Shaw a déclaré que les groupes pro-familiaux travaillaient activement à « coopter le droit international des droits de l’homme » et à « utiliser les mécanismes mêmes construits par les organisations internationales libérales et la communauté internationale pour organiser et faire progresser les normes anti-LGBTI au niveau mondial et dans tous les pays de chaque région ».

Shaw a qualifié les groupes pro-Famille d’acteurs « illibéraux. » Il a fait valoir que les droits des LGBTI sont inhérents à la démocratie et vice versa. Il a montré deux graphiques montrant ostensiblement comment un déclin de l’acceptation des LGBTI en Afrique et en Asie depuis la première décennie de ce siècle était associé à un déclin des valeurs démocratiques dans ces mêmes régions (voir les graphiques ci-dessous).

Shaw n’a pas demandé si le déclin de l’acceptation des LGBTI pouvait avoir été causé par la promotion agressive des questions LGBTI par l’administration Obama et les nations européennes au cours de la même période. Il n’a pas du tout envisagé cette possibilité, même si ses graphiques suggèrent qu’il s’agit d’un contributeur possible.

Les graphiques de Shaw ont montré une baisse spectaculaire de l’acceptation des LGBTI en Afrique et en Asie, précisément à l’époque où les nations occidentales ont commencé agressivement à promouvoir la propagande LGBT et à ajouter des conditions LGBTI à l’aide étrangère. À l’inverse, les graphiques ne montrent qu’une légère diminution progressive des valeurs démocratiques sur la même période dans le monde.

« En s’attaquant aux droits des LGBTI, ce réseau mondial (de groupes pro-Famille) sape l’engagement libéral envers les principes des droits humains d’égalité devant la loi, et qui affaiblissent les institutions internationales et instrumentalisent le pluralisme démocratique pour créer un discours plus polarisant qui sape la cohésion nécessaire à la démocratie, et qui sert les intérêts de celle-ci. »
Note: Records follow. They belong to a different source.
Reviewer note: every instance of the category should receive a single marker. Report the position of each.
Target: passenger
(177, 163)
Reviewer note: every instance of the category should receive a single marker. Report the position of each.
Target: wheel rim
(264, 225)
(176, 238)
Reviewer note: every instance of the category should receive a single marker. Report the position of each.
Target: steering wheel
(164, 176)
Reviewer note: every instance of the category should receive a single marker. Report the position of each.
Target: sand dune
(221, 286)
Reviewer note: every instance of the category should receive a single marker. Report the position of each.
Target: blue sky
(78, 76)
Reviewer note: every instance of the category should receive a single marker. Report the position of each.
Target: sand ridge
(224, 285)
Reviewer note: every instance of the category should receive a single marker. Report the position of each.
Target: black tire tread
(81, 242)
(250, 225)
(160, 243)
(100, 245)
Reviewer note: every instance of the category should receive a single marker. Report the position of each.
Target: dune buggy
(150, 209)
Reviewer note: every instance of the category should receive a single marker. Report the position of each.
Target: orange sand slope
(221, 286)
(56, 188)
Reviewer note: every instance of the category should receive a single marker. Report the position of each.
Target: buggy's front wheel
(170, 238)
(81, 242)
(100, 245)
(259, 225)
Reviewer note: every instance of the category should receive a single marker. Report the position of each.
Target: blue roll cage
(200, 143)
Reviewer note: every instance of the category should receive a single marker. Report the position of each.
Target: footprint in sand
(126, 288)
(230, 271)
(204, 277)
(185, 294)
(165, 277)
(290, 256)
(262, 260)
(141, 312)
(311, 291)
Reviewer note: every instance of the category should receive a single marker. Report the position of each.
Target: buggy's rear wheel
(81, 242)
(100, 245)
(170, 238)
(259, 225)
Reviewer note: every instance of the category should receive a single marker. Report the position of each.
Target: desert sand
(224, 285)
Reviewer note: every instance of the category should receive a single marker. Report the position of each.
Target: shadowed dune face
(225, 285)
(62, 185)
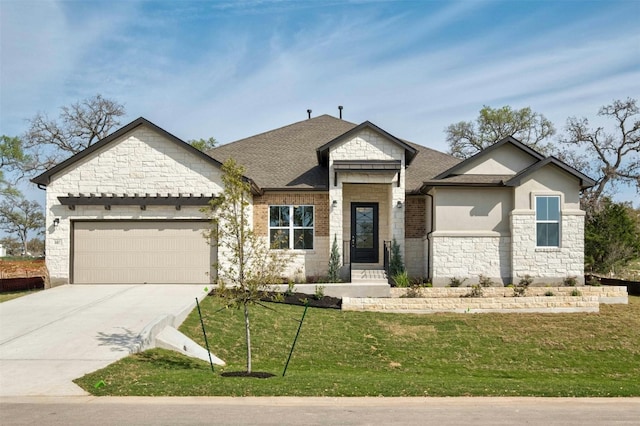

Erika Hilton – un homme qui s’habille comme une femme et qui a été élu premier député transgenre du Brésil – a déclaré que la protection des droits LGBTI était un « principe de gouvernance démocratique ».

D’autres intervenants, y compris des gouvernements qui ont pris la parole lors de l’événement, ont déploré le travail des groupes « anti-droits » et « anti-genre » aux Nations unies, mais ont célébré la récente destitution du gouvernement pro-Famille de Viktor Orbán en Hongrie lors des élections du mois dernier. Ils ont affirmé que les questions LGBTI étaient un facteur déterminant dans les élections, même si le parti Tisza du nouveau président de la Hongrie a délibérément évité toutes les questions de guerre culturelle lors des élections.

L’événement a montré comment les questions LGBTI sont ancrées dans la politique de l’ONU comme un projet bureaucratique à long terme. Cette rhétorique sur la démocratie et les questions LGBTI a été introduite pour la première fois au sein du système des Nations unies dans le cadre d’une résolution de l’administration Biden à l’Assemblée générale qui faisait de la discrimination « indirecte » envers les LGBTI un obstacle à la participation aux élections démocratiques. Même si l’administration Trump a refusé de présenter la résolution à nouveau devant l’Assemblée générale, le cadre idéologique qu’elle a mis en place est toujours en vigueur dans les programmes de l’ONU.

De même, le groupe LGBTI Core opère indépendamment de la réalité politique des pays qui en sont membres. Le groupe comprend l’Argentine, la Bolivie, le Chili, la Croatie, l’Italie et d’autres pays qui ont des lois et des constitutions qui protègent le mariage et sont dirigés par des gouvernements conservateurs pro-Famille. Un délégué du Chili a présidé l’événement même si le nouveau président chilien, Antonio Kast, a fait campagne sur une plateforme pro-Famille.